In hindsight, Barton could not recall what had made him think this was a good strategy for seduction. He might have read it in a book, or heard another boy tell a story where he claimed to have used such a line. More likely it was something he’d misheard, or misread. Morphed and shaped in his teenage brain into a notion that seemed to him both original and clever. Or at least plausible.
But as soon as he said this, the maybe-widow began laughing. She laughed so hard and for so long, Barton turned to leave. She clasped him by the elbow to keep him in place, then laughed some more. Then, as abruptly as she’d started, she stopped and said, “All right. Where should we go?”
He led her with a sweaty hand to his father’s study, which was on the opposite end of the house, and where no other party guests would venture. Once there, the maybe-widow sat in his father’s chair.
“We’re here,” she said. “Now what do you want to do?”
Barton, flustered by the success of his plan, admitted he didn’t know.
“Come on then and I’ll show you,” the maybe-widow said. And she did.
In the days following the party, Barton existed as if in a dream. In his memory of this time, there was no school, no work at his father’s downtown office, no dour family dinners, though surely he must have continued with these things as normal. There was only the constant reliving of his minutes in the study with the maybe-widow. He did not see this preoccupation as a problem. His conquest had been tremendous, and he felt he’d earned the right to obsess over it. Besides, what else in his life was as interesting, or as pleasurable even by half? He dwelled, revisiting details, revising the scene, replaying and reconstructing until it was perfect in his mind. His erection was nearly constant.
He became certain if he knew where the maybe-widow lived, he would go to her home and break down her door in demand of more lovemaking. Instead, he found a moment alone with his father to ask when there might be another party.
Mr. Heydale was occupied in some way, as always, only giving his son his half attention.
“Another party? Why? So you can fuck Mrs. McCall again?”
Barton had never heard his father say fuck before, had never heard him mention sex in any way.
“I didn’t,” he said, already a liar even as a child.
“Yes, you did. I know what goes on in my own home.”
Barton said nothing to this, but for the first time in many days felt himself fully and immediately un-aroused.

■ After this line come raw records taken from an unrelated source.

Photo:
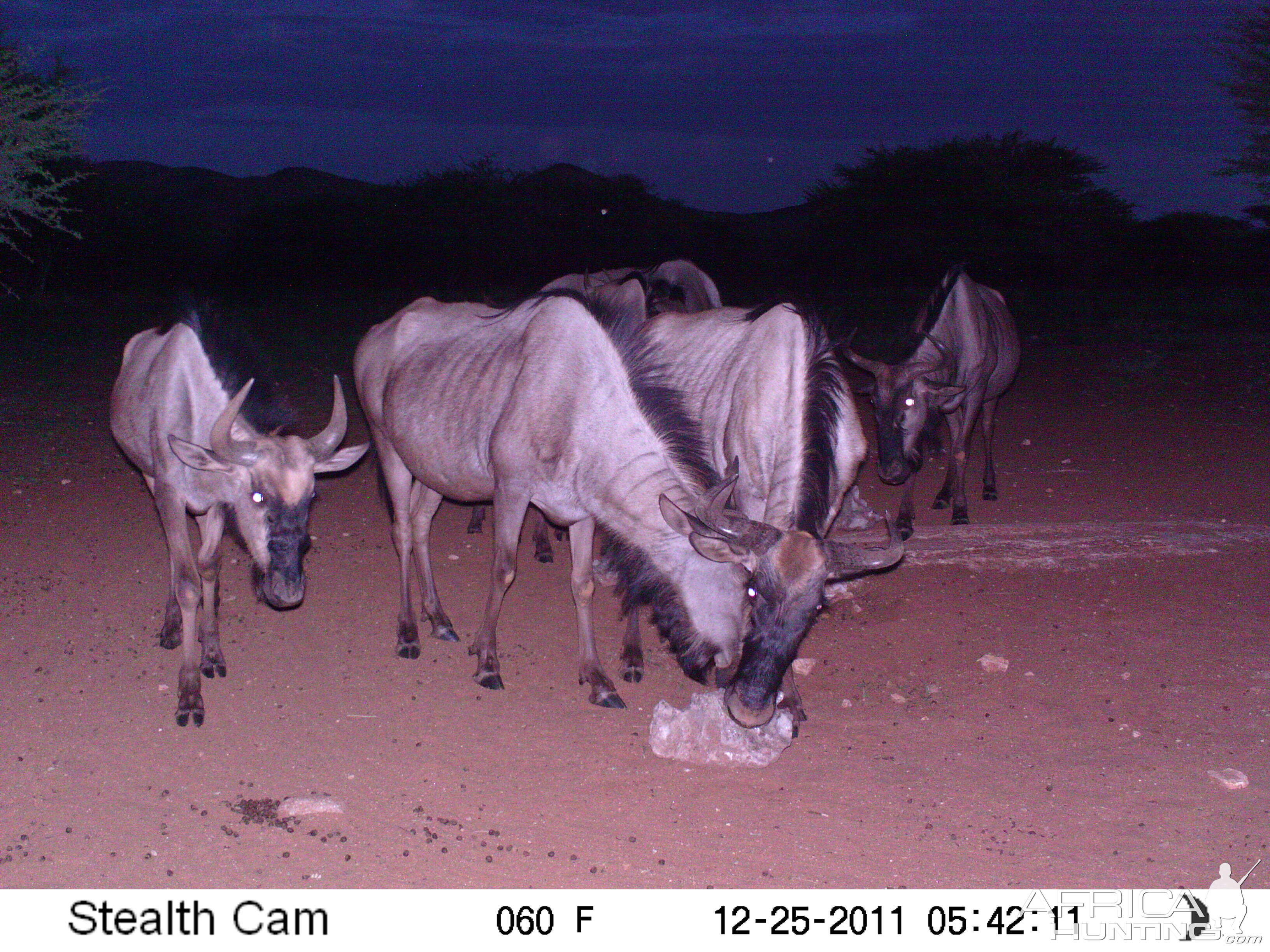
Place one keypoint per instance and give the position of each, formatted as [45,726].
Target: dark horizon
[738,107]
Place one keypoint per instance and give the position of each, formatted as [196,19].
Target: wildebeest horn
[716,520]
[864,364]
[223,443]
[847,559]
[330,439]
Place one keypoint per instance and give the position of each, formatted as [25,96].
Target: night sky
[726,106]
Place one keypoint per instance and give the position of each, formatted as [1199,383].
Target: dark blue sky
[727,106]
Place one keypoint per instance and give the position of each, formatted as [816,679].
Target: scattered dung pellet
[994,664]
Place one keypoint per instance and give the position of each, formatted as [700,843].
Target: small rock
[304,807]
[1230,779]
[994,664]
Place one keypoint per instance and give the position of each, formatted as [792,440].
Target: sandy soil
[1122,573]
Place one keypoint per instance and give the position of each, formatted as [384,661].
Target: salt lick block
[704,734]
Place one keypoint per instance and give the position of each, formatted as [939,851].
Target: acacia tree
[41,129]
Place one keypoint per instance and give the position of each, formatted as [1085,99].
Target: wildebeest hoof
[489,679]
[607,698]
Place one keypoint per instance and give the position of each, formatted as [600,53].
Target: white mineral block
[704,734]
[994,664]
[304,807]
[1230,779]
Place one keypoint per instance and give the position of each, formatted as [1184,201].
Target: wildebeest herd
[709,448]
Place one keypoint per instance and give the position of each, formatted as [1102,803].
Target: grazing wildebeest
[671,286]
[965,361]
[183,413]
[539,405]
[770,396]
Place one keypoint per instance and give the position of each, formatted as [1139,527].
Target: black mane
[235,360]
[660,402]
[826,386]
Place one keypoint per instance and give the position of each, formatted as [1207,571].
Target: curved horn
[847,559]
[864,364]
[223,443]
[326,443]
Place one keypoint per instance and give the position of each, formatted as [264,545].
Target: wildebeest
[671,286]
[538,405]
[770,396]
[183,413]
[621,306]
[966,359]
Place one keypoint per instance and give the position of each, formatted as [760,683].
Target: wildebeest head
[784,574]
[270,486]
[909,402]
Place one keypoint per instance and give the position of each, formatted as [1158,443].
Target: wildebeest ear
[718,550]
[675,517]
[196,456]
[342,460]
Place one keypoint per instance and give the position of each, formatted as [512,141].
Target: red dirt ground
[1138,663]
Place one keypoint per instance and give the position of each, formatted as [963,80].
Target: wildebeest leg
[542,539]
[962,426]
[186,587]
[423,507]
[793,698]
[211,527]
[169,634]
[399,483]
[633,653]
[905,521]
[990,471]
[590,672]
[509,518]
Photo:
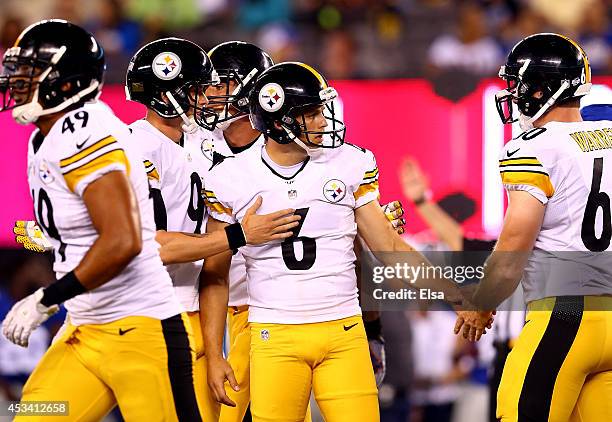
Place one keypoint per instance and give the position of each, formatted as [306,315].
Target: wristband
[63,289]
[235,236]
[373,329]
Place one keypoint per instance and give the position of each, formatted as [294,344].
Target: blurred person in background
[493,349]
[596,37]
[469,49]
[70,10]
[117,33]
[338,58]
[11,28]
[438,363]
[258,13]
[566,15]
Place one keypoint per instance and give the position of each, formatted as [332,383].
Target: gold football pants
[209,407]
[331,359]
[238,357]
[560,368]
[143,364]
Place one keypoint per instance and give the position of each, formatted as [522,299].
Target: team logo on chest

Mr. Heydale set aside his papers. “The thing you must know about sex is . . .” he began.
Barton shoved his hands in his pockets and braced himself for diatribe. Sin, he thought the older man might say, though they were not a religious family. Or, dangerous. Or, improper.
“The thing you must know about sex is,” Mr. Heydale said, “that it’s everything.”
Barton looked up, thinking finally, fourteen years into his relationship with his father, he was being told something honest, something real.
“What I mean is,” the senior Heydale continued, “for a man like you, it’s everything. To a weak man. Sex consumes a weak man. He can’t see any life outside it. I only hoped you might wait awhile before you threw yourself into that pit. But, now, here you are.”
“I don’t even like her,” Barton lied again.
“It doesn’t matter if you like them,” his father said.
“But what about love?” Barton asked.
His father laughed and told him there was no such thing. Love was only an illusion, again belonging to weak men. Later, Barton would wish he’d asked what this meant about his father’s feelings toward his mother, but he was pretty sure he got the picture regardless.
“And what is sex for strong men?”
“It’s whatever they want.”
Then his father went back to his work, signaling the conversation over. Barton decided he did not agree with his father about love. Love was real, and not just for the weak. As for being called weak by his dad, well, that was fine—almost all his father’s advice came with insults. But it was the notion of strong men making sex into whatever they wanted that lodged most prominently in his teenage mind.
Barton went to his spare room and found Roslyn just as he’d left her, groggy and red-faced. She did nothing to encourage or discourage him as he got under the blankets beside her and wriggled out of his clothes. Her breath on his face was warm and sour. Barton did not linger once he was finished. He picked up his clothes and shuffled out of the room, saying a quick “Good night,” which he was not certain Roslyn heard. But alone in his own room after, he felt different. Even though the mechanics were the same, this was like no sex he’d ever had before, with Roslyn or anyone else. The reason, he thought, was affection.
That night with Roslyn was bright and brilliant, just like Barton’s day at the bank had been. He was a man with money and power and love. What other wonders might fill his world, now that he had opened himself up to them?